I had a question last week, and it had me going for a while. The question was if “das.perHostConcurrentFailoversLimit” could be used to lower the hit on storage during a boot storm. By default this advanced option is set to 32. Meaning that a max of 32 VMs will be restarted by HA on a single host. The question was if lowering this value to for instance 16 would help reducing the stress on storage when multiple hosts would fail, or for instance in a blade environment when a chassis would fail.
At first you would probably say “Yes of course it will”. Having only 16 restarts concurrently vs 32 should cut the stress in half… Well not exactly. The point here is that this setting is:
- A per host setting and not cluster wide
- Addressing power on attempts
So what is the problem with that exactly? Well in the case of the per host setting, if you have a 32 node cluster and 8 would fail, there would still be a max of 384 VMs power on attempts concurrently. (32 – 8 failed host) * 16 VMs max restart per host. Yes it is a lot better than 768, but still a lot of VMs hitting your storage.

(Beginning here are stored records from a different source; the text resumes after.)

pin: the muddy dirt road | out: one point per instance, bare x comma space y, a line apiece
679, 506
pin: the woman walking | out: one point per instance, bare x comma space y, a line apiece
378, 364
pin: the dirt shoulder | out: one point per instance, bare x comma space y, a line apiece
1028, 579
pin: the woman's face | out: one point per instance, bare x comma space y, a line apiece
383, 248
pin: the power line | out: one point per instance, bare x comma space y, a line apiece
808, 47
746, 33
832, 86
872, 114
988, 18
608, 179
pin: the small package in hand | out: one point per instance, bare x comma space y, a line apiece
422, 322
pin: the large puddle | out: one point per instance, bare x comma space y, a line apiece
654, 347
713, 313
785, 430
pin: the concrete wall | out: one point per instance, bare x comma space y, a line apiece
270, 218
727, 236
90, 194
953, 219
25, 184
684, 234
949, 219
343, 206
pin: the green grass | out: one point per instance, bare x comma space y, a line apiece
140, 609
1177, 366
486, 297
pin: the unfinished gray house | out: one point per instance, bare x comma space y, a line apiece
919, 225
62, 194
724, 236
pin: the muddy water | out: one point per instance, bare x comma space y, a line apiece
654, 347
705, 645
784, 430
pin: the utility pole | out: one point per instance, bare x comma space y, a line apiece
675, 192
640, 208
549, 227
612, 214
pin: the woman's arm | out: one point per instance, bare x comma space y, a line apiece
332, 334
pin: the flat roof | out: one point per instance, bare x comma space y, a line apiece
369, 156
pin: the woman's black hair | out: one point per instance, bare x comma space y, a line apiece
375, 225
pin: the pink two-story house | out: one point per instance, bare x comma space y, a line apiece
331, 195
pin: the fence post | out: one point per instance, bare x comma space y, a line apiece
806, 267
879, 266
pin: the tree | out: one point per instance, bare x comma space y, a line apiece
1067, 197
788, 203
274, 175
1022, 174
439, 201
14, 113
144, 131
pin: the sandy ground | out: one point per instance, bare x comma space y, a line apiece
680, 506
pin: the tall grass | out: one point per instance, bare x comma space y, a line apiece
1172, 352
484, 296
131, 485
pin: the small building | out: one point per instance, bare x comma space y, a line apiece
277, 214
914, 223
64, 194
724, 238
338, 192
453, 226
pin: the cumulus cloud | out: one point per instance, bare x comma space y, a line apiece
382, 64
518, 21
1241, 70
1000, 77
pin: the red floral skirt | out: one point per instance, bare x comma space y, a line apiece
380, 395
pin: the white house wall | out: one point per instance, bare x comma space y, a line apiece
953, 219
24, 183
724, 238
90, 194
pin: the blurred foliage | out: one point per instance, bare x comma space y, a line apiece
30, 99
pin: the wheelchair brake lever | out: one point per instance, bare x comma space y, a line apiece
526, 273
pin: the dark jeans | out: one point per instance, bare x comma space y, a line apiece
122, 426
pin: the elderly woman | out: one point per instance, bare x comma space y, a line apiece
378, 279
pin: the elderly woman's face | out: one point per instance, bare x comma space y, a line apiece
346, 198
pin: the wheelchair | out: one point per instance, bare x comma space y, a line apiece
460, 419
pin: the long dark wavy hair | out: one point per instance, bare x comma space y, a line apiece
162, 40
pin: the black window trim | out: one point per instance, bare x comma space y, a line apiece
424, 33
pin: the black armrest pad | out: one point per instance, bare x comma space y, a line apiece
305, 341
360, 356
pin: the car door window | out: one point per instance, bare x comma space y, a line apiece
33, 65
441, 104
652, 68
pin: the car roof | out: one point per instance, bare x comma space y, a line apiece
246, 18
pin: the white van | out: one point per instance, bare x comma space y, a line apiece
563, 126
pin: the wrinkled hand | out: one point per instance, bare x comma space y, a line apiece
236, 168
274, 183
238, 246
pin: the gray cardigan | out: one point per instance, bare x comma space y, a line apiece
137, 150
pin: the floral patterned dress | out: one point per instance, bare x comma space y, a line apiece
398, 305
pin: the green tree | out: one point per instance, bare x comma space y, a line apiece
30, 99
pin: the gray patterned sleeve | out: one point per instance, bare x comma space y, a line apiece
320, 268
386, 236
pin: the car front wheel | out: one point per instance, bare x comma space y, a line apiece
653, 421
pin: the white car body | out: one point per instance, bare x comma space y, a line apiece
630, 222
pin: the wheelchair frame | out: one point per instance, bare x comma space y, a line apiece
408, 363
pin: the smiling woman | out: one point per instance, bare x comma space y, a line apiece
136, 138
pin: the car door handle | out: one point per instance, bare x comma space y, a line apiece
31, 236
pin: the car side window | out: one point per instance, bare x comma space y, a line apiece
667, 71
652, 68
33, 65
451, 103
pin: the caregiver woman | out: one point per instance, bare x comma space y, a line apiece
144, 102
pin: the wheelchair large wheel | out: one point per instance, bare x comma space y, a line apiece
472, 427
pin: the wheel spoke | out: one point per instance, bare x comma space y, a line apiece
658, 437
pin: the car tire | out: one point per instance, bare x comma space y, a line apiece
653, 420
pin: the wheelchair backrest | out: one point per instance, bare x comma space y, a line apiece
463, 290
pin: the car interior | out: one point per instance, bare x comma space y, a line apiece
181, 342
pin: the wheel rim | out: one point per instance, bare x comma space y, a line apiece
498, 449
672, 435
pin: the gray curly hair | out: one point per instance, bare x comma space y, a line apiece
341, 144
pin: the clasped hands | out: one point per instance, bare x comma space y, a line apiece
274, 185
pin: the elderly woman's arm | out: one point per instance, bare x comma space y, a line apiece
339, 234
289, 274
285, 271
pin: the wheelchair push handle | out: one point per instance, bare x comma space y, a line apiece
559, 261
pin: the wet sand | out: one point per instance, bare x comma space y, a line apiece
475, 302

But more importantly, we are talking power-on attempts here! A power-on attempt does not equal the boot process of the virtual machine! It is just the initial process that flips the switch of the VM from “off” to “on”, check vCenter when you power on a VM, you will see the task as completed during the boot process of your VM. Reducing this number will reduce the stress hostd, but that is about it. In other words, if you lower it to 16 you will have less power-on attempts concurrently, but they will be handled fast by HOSTD and before you know it 16 new power-on attempts will be done, and near simultaneous!
The only way you can really limit the hit on storage and virtual machines sharing this storage would be by enabling Storage IO Control. SIOC will ensure that all VMs who are in need of storage resources will get it in a fair manner. The other option is to ensure that you are not overloading your datastores with a massive amount of VMs and not the IOPS to back the boot storm process up. I guess there is no real need to be overly concerned here though… How often does it happen that 50% of your environment fails? If it does, are you worried about that 15 minute performance hit, or worried about those 50% of the VMs being down?